God, Mari! By posting you this copy, you will too! About me you will know, for instance, that I’ve begun to trim and shape my bush, and that I often masturbate in front of the mirror. By the time I gave these answers, Mark and I were already some weeks into our nicely heating-up sexual relationship. Mark had refined our Q.&A. Game by listing with each ‘Would you …?’, ‘Have you …?’, etc.- question, up to five likely answers. It forced us to be brutally direct in choosing a number as a reply.

Mark, as you can check-up, Mari, had asked me, after my No to the Brazilian question, if I would give my bush a sexy trim for him?
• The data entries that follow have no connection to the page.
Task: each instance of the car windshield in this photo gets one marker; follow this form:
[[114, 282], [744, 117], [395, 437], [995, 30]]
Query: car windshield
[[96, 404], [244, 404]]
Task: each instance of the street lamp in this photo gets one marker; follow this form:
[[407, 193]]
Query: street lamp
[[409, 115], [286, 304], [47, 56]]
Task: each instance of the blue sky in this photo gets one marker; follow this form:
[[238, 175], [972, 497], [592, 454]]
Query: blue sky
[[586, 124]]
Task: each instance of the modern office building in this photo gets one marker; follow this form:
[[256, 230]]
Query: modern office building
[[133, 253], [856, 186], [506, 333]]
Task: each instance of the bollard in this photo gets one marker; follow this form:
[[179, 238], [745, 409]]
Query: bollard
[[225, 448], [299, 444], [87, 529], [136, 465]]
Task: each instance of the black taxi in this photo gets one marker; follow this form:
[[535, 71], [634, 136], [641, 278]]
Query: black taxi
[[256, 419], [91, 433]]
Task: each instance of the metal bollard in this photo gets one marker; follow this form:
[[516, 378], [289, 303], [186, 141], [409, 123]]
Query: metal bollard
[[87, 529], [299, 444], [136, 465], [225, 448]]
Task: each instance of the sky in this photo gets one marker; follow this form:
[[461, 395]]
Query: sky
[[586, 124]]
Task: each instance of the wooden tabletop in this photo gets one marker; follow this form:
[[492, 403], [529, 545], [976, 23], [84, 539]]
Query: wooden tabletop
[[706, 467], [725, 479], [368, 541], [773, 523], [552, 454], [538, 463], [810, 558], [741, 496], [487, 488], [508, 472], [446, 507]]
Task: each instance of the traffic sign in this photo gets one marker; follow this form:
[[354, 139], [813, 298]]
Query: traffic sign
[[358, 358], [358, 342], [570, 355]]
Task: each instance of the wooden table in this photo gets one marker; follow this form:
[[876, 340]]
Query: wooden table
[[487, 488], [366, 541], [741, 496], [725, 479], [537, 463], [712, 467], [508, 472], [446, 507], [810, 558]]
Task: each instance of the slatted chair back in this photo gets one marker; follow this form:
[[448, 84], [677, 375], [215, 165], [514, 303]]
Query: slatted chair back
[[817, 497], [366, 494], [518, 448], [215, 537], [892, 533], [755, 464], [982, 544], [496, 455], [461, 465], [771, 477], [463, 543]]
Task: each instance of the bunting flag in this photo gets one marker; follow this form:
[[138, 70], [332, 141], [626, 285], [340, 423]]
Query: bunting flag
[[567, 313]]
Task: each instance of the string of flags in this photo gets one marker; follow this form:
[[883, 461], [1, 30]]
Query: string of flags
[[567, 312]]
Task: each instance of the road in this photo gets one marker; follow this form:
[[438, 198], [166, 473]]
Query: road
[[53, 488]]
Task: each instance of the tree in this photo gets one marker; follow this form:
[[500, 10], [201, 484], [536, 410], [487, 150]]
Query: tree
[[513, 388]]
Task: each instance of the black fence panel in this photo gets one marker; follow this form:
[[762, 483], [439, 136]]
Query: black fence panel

The answers were 1 for NEVER, 2 for NOT YET, 3 for GLADLY! Mari, I not only answered with a highlighted 3 but had my generally neat hairy triangle professionally trimmed within days. And God, the fashion-trim looked sensationally suggestive in the mirror! But, when Mark quickly followed-up with the question: – “Would you send me a photo of your pussy?”, it put my mind in a spin. This was new and risky. We had, in the beginning, agreed never to use Skype, so that seeing our aged appearance would not counter our promiscuous minds. Thinking it over for two days with ever-growing excitement, I posted Mark a 2, for ‘Not Yet’.